In general terms, a criminal conspiracy is an agreement between two or more people to commit an illegal act. Also generally required is some conduct, called an overt act or a substantial step, taken in furtherance of the agreement. The agreement need not be explicit, but can be tacit. The overt act or substantial step itself need not be a criminal act. Charging a conspiracy provides substantial advantages to prosecutors, broadening the nature and scope of admissible evidence, and, at least at the federal level, creating broad joint liability among co-conspirators for reasonably foreseeable crimes committed by any conspirator in furtherance of the conspiratorial goals.

Under Washington law, a person is guilty of criminal conspiracy when, with intent that conduct constituting a crime be performed, he or she agrees with one or more persons to engage in or cause the performance of such conduct, and any one of them takes a substantial step in pursuance of such agreement.

Under federal law, a conspiracy is committed if two or more persons agree either to commit an offense against the United States, or to defraud the United States, or any federal agency in any manner or for any purpose, and one or more of the persons commit an act to achieve the object of the conspiracy.

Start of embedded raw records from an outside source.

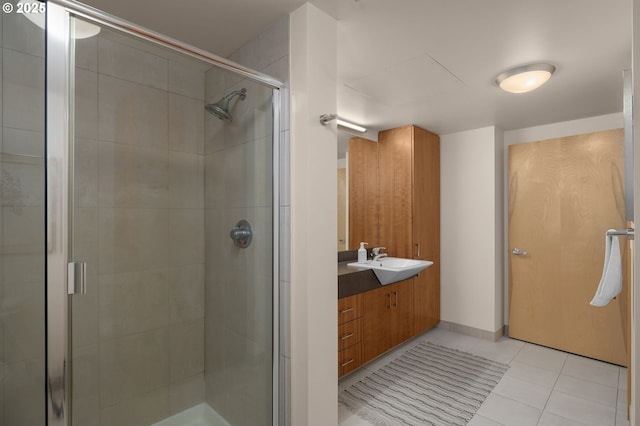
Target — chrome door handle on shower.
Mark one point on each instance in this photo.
(242, 234)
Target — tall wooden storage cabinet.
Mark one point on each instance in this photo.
(409, 197)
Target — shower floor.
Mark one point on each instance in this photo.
(199, 415)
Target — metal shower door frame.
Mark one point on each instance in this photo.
(59, 122)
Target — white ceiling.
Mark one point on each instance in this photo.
(433, 62)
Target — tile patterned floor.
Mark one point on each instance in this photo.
(542, 387)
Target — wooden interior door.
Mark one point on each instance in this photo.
(342, 209)
(563, 196)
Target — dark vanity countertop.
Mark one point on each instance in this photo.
(353, 280)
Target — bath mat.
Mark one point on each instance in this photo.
(426, 385)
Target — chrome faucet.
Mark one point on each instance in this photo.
(376, 253)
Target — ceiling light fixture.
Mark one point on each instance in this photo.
(326, 118)
(525, 78)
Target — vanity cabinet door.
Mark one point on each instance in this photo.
(376, 327)
(402, 308)
(427, 297)
(387, 318)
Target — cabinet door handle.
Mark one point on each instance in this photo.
(347, 363)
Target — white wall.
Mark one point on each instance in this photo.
(314, 282)
(471, 235)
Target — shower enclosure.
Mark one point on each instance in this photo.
(138, 287)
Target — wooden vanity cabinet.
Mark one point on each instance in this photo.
(409, 192)
(349, 333)
(426, 296)
(387, 318)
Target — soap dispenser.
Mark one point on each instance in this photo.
(362, 253)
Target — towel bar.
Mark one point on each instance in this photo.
(629, 233)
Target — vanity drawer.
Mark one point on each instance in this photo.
(349, 333)
(349, 359)
(349, 308)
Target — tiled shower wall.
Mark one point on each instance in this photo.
(22, 273)
(138, 333)
(238, 296)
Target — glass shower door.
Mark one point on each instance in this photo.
(22, 242)
(177, 316)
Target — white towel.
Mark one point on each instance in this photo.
(611, 282)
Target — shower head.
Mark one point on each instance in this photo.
(221, 108)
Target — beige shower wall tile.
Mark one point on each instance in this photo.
(186, 233)
(20, 34)
(23, 229)
(23, 91)
(133, 302)
(132, 240)
(140, 410)
(186, 124)
(125, 62)
(214, 84)
(186, 293)
(23, 321)
(86, 385)
(236, 179)
(24, 397)
(273, 43)
(186, 180)
(187, 79)
(187, 350)
(215, 188)
(187, 393)
(87, 53)
(132, 114)
(86, 107)
(22, 142)
(22, 181)
(131, 176)
(213, 133)
(260, 180)
(133, 366)
(85, 173)
(23, 268)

Under the federal Pinkerton doctrine, a defendant may be liable for the “substantive” crimes committed by other conspirators if (1) the defendant was guilty of conspiracy, (2) a co-conspirator committed the substantive crime pursuant to and as a reasonably foreseeable consequence of the conspiracy, and (3) the defendant was a member of the conspiracy at the time the crimes were committed. This allows federal prosecutors to seek liability and punishment for crimes not directly and personally committed by a defendant who is a member of a conspiracy.

Leading organized crime is defined in Washington as being the leader, organizer, manager, supervisor, or financier of a group of three or more persons engaged in a pattern of committing certain crimes for financial gain.

Under federal law, criminal liability for the members of a criminal enterprise is found in the Racketeer Influenced and Corrupt Organizations Act, also referred to as the RICO Act. This Act was passed by Congress with the declared purpose of seeking to eradicate organized crime in the United States.

As described in the U.S. Attorney’s Manual, the RICO statute makes it unlawful for anyone employed by or associated with any enterprise engaged in, or the activities of which affect, interstate or foreign commerce, to conduct or participate, directly or indirectly, in the conduct of
such enterprise’s affairs through a pattern of racketeering activity or collection of unlawful debt.

Racketeering activity includes violations of certain state and federal criminal statutes, including gambling, murder, kidnaping, extortion, arson, robbery, bribery, dealing in obscene matter, dealing in a controlled substance or listed chemical, counterfeiting, theft, embezzlement, fraud, obstruction of justice, slavery, gambling, money laundering, murder-for-hire, bankruptcy fraud, securities fraud, embezzlement of union funds, drug trafficking, criminal copyright infringement, and acts of terrorism.

An “enterprise” is defined as including any individual, partnership, corporation, association, or other legal entity, and any union or group of individuals associated in fact although not a legal entity. A “pattern of racketeering activity” requires at least two related acts of racketeering activity committed within ten years of each other that amount to or pose a threat of continued criminal activity.